Too many uncontrolled variables with Scrims, adapting thecmask.html example instead. This test works in NW.js if it uses Chrome 66 or later. The instances build up and the time is displayed.

gogins commented 6 years ago

Couldn't figure out what to do to throw exceptions mandated by the spec, used RangeError instead.

gogins commented 6 years ago

There is a bug where restarting with the audio worklet doesn't work. The problem is CsoundEmbind::Start hangs the second time. I think the processor is still running.

gogins commented 6 years ago

Anyway it is clear enough that the AudioWorklet implementation runs more smoothly than the ScriptProcessorNode implementation. I need to get it to restart...

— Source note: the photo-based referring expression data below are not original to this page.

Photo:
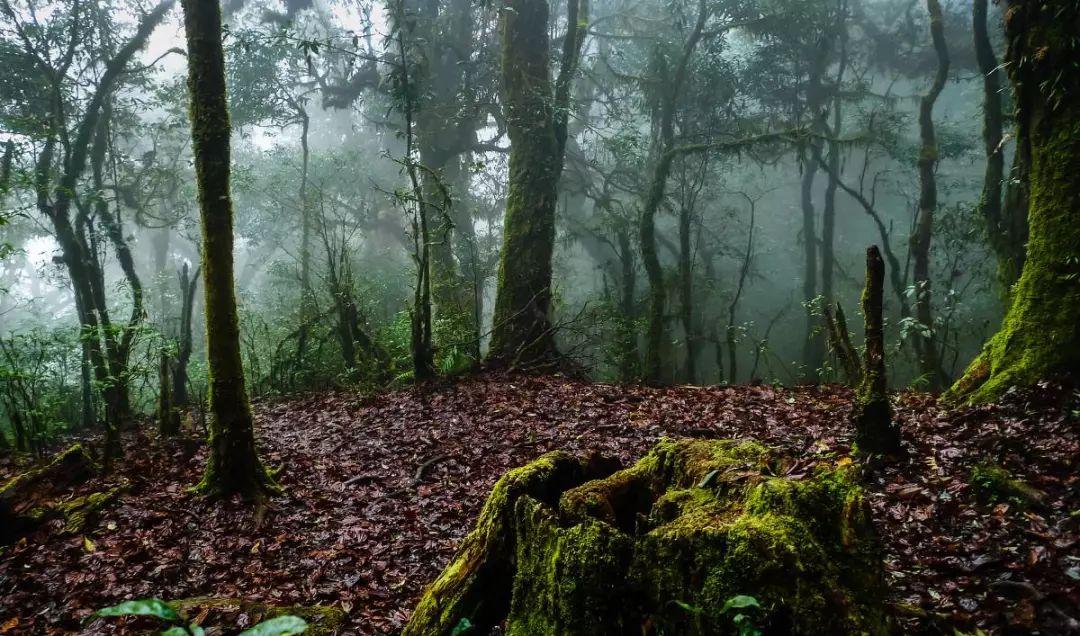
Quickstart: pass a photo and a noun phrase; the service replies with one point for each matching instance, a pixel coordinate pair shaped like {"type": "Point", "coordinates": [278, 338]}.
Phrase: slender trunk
{"type": "Point", "coordinates": [188, 285]}
{"type": "Point", "coordinates": [686, 293]}
{"type": "Point", "coordinates": [926, 341]}
{"type": "Point", "coordinates": [232, 467]}
{"type": "Point", "coordinates": [1040, 335]}
{"type": "Point", "coordinates": [664, 154]}
{"type": "Point", "coordinates": [1007, 233]}
{"type": "Point", "coordinates": [876, 433]}
{"type": "Point", "coordinates": [812, 346]}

gogins commented 6 years ago

Ok, just adding simple FM notes up to see how many instances can run without breaking up:

  1. csound.node: 243
  2. ScriptProcessorNode: 274
  3. AudioWorklet: GUI got logy around 500 plus.
gogins commented 6 years ago

Trying again with faster note generation, no logging to TextArea, and instance count at dropouts:

  1. csound.node: Occasional glitches, becoming a real problem ~1,200.
  2. ScriptProcessorNode: ~1,200.
  3. AudioWorklet: ~950.

I repeated these tests several times with consistent results.

gogins commented 6 years ago

Conclusion: CsoundAudioNode, the AudioWorklet + WebAssembly + Embind implementation of Csound for WebAssembly, is done for now.

The AudioWorklet implementation is not actually quite as performant as the other implementations, but does seem run more steadily and to be more resistant to dropouts caused by events in the browser thread. I wonder if it is possible to speed up the AudioWorkletProcessor.process function by not looking at the input unless necessary. I am testing that now. No help.

gogins commented 6 years ago

These are the only obvious TODOs:

  1. Refactor creation, add separate constructor, etc. to enable running without any input node.
  2. Implement some synchronous getters.